One-to-many-mapping in Learning LO27365

From: AM de Lange (
Date: 10/10/01

Replying to LO27300 --

Dear Organlearners,

Greetings to all of you.

Mark Feenstra <> wrote in the
Subject: Valentinus the learner? LO27300

>>Thank you for your reply. I'm often in awe of
>>the ground you encompass in your responses,
>>and appreciate your efforts to reach out of your
>>frame of reference to meet in the space in

I have replied to it with:

>Thank you for your reply. The reason why I cover so
>much ground is not to impress anyone. (I am aware
>of the intimidation effect of complexity.) The reason is
>rather in my own metamorphosis (digestive and
>emergent development) since childhood. I will explain
>it in a different topic under the name
>"One-to-many-mapping in Learning".

Because of the immense diversity in nature and culture of South Africa my
people (the Afrikaners) had to follow a holistic outlook to adapt
successfully in our complex country. This was reflected in our educational
system even long before apartheid. Apartheid came into effect in 1948. I
went to primary school in 1950. In those days each teacher in each grade
got a class assigned to him/her for at least a year. That teacher had to
teach everything in the syllabus -- languages, arithmetic, mathematics,
history, geography, sociology, science, biology, art and religion. The
teacher was like a substituting parent "("loco parentis") to the pupils in
a class.

What a transformation was it not when we got to the high school. Each
teacher instructed only one subject and pupils had to move from classroom
to classroom for different subjects. I was fairly intelligent and could
cope with so many different teachers. But many of my fellow pupils who I
knew almost as well as my brothers and sister, could not adapt to it. I
still remember the faces of many of them (Flippie, Alida, Koos, Marie,
Tjaart, Elsa, etc.). I helped several of them once or twice a week at
school or at home to catch up. But how could a teenager with a teenager's
insight help where even philosophers fail? I smelled no rat.

At university I took each year the maximum rather than the minimum of
different courses required for a degree in science. (I had to work my butt
off ;-) In the masters degree I wanted to do the same, but the chemistry
department would not allow me taking more than one degree while the
physics department knew it and said they had no pains should I take
chemistry in addition to physics. I still smelled no rat.

Then came four years of a research career into soil science. I was in my
element because a soil is a mechanical, chemical, geological and even
biological system. My fellow agricultural researchers (each engrossed into
one discipline) frowned on me when I contacted them for advice outside
chemistry and physics. I still smelled no rat.

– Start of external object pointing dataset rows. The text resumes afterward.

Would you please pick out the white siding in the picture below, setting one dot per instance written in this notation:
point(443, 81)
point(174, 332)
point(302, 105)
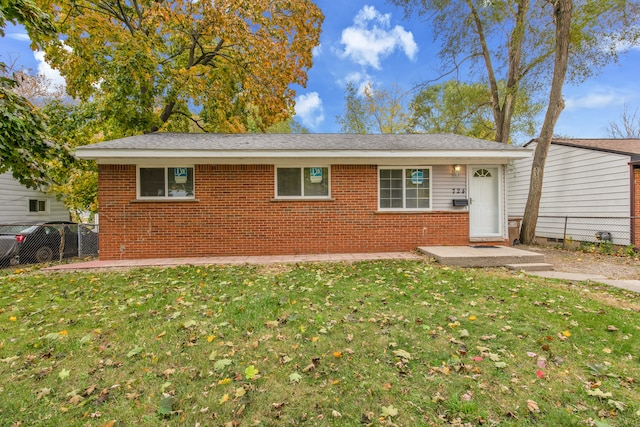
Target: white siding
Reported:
point(445, 187)
point(577, 182)
point(14, 203)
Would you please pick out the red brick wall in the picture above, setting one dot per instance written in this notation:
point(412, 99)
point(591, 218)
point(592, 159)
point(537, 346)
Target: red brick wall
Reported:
point(235, 215)
point(635, 221)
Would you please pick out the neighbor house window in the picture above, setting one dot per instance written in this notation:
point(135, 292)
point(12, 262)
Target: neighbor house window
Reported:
point(37, 205)
point(405, 188)
point(165, 182)
point(302, 182)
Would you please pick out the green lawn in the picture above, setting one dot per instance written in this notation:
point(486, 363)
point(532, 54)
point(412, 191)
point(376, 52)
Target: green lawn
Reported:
point(372, 343)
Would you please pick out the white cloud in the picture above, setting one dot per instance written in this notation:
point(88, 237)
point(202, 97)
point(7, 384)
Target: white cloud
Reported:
point(309, 109)
point(53, 76)
point(598, 98)
point(359, 80)
point(371, 38)
point(317, 51)
point(23, 37)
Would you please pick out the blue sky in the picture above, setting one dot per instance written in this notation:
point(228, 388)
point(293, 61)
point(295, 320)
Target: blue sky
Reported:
point(371, 41)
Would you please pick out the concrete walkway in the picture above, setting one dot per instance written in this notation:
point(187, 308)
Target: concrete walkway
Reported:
point(234, 260)
point(630, 285)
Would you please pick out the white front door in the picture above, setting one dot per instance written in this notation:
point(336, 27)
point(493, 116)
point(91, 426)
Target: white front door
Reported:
point(484, 210)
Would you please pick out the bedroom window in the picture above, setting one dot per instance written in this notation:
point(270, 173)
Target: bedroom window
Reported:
point(170, 182)
point(302, 182)
point(405, 188)
point(37, 205)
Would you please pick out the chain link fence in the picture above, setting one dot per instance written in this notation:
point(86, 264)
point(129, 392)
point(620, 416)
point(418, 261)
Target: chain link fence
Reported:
point(588, 229)
point(46, 241)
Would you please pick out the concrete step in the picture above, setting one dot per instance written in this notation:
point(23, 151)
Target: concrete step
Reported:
point(481, 256)
point(536, 266)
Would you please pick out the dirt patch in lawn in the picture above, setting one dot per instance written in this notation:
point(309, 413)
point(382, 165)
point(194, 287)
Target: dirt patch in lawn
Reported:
point(574, 261)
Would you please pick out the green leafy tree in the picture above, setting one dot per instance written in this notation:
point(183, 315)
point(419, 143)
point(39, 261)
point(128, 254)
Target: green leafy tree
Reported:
point(220, 66)
point(24, 148)
point(464, 109)
point(373, 111)
point(562, 13)
point(512, 41)
point(355, 118)
point(74, 125)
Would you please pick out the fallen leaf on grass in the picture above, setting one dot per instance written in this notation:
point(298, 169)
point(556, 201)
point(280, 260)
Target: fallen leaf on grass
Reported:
point(599, 393)
point(221, 364)
point(75, 399)
point(402, 354)
point(250, 372)
point(620, 406)
point(389, 411)
point(136, 350)
point(42, 393)
point(295, 377)
point(166, 405)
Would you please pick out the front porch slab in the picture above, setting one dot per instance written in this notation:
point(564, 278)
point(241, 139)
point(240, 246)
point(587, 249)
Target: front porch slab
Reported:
point(481, 255)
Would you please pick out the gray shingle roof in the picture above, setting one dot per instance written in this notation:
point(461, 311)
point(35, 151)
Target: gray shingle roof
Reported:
point(298, 142)
point(620, 146)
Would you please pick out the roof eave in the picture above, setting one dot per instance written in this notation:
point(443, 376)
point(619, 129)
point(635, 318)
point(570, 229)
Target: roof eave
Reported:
point(228, 155)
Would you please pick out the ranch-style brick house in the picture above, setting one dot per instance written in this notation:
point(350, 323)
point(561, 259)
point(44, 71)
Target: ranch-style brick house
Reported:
point(187, 195)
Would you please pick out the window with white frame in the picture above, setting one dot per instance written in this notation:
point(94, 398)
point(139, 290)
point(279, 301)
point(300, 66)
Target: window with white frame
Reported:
point(36, 205)
point(405, 188)
point(166, 182)
point(301, 182)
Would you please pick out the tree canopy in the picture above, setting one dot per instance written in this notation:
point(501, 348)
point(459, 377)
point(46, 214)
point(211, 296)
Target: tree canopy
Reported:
point(513, 41)
point(224, 66)
point(24, 148)
point(465, 109)
point(373, 110)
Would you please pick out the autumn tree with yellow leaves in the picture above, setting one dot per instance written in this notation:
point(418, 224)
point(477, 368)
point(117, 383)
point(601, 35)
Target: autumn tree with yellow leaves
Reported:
point(216, 66)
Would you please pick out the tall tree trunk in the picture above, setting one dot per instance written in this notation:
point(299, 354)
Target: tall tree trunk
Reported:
point(562, 10)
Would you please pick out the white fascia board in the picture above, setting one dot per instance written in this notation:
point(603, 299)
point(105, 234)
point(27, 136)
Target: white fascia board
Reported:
point(339, 156)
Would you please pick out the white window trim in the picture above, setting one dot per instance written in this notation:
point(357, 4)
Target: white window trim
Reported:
point(166, 182)
point(38, 212)
point(404, 193)
point(303, 197)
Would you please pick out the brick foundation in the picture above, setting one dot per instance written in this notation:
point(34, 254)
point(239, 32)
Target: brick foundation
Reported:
point(235, 214)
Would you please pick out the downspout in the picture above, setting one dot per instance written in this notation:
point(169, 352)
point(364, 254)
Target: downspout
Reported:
point(633, 165)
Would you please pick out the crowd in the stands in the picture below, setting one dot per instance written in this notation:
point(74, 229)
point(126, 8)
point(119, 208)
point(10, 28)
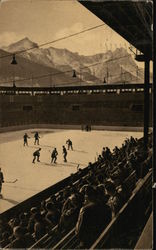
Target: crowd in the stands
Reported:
point(89, 204)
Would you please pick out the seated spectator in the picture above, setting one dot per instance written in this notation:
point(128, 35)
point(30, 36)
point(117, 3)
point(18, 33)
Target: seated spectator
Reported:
point(52, 215)
point(31, 221)
point(22, 240)
point(70, 212)
point(39, 226)
point(4, 239)
point(91, 219)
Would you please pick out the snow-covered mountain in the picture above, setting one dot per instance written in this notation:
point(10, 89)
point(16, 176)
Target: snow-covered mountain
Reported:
point(114, 67)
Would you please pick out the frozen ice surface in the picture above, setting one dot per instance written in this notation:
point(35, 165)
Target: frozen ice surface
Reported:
point(16, 160)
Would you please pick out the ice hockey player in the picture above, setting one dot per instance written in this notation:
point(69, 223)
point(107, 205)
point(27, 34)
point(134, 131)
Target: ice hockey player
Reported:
point(36, 136)
point(70, 144)
point(54, 155)
point(25, 137)
point(64, 154)
point(1, 181)
point(36, 154)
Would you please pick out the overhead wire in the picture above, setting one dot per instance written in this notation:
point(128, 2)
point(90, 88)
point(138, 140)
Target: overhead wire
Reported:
point(68, 71)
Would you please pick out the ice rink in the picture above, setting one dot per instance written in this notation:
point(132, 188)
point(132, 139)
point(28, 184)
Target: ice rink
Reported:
point(16, 160)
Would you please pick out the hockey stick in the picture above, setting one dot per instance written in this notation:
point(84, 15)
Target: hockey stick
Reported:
point(11, 181)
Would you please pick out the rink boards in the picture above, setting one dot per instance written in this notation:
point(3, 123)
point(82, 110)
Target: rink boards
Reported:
point(16, 160)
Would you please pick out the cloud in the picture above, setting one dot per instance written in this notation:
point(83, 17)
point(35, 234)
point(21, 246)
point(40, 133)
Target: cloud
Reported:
point(77, 27)
point(7, 38)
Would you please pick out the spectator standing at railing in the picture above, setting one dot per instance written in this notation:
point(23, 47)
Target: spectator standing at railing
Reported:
point(25, 137)
point(91, 218)
point(64, 154)
point(1, 181)
point(36, 136)
point(36, 154)
point(54, 155)
point(115, 201)
point(70, 144)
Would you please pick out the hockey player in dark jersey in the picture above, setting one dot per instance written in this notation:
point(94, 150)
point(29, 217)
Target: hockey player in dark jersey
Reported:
point(54, 155)
point(36, 154)
point(36, 136)
point(64, 154)
point(70, 144)
point(25, 137)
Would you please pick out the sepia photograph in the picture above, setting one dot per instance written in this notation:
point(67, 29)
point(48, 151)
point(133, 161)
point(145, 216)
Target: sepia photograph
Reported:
point(76, 124)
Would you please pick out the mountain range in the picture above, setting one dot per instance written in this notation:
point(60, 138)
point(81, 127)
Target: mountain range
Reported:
point(52, 66)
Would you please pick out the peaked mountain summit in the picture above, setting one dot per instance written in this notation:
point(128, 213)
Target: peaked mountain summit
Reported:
point(116, 66)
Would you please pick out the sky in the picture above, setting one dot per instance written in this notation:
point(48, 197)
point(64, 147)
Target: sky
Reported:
point(46, 20)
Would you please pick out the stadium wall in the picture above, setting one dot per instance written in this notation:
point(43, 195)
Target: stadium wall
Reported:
point(109, 109)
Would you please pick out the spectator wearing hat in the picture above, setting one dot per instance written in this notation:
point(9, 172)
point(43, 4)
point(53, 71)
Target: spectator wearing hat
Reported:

As a result of realising my calling I became a teacher. I began to teach
at a high school. I was committed to find out how learners learn
creatively. I was one of only three teachers who had to take care of all
the science (chemistry and physics) at that school. Like each of the other
two teachers, I was given classes in all five grades. My load was roughly
250 pupils a day. Yet I tried to point out every error which each pupil
made in science, whether it be a scientific error or any other error in
the language, mathematics or whatever they used in their science. It is
then when I began to smell a rat.

Learners in the lowest form (std 6) were grateful to me for indicating all
their errors, often asking me how they could improve, even when it was
 not science. I was for them like the teachers they had in primary school
-- one person who took care of their whole intellectual development. But
the higher the grade, the more agitated a learner would become when I
pointed out to them any other errors than a scientific one.

Even worse were my fellow teachers in these other subjects. "How dare you
teach them my subject rather than only your subject science", were their
usual response. When I pointed out to them what I taught were not part of
their curriculum, but actually in that "undefined region" necessary to
make a firm connection between science and their subjects, they would
respond with "Exactly, you waste their time by teaching them things which
are neither prescribed in your subject nor in our subjects."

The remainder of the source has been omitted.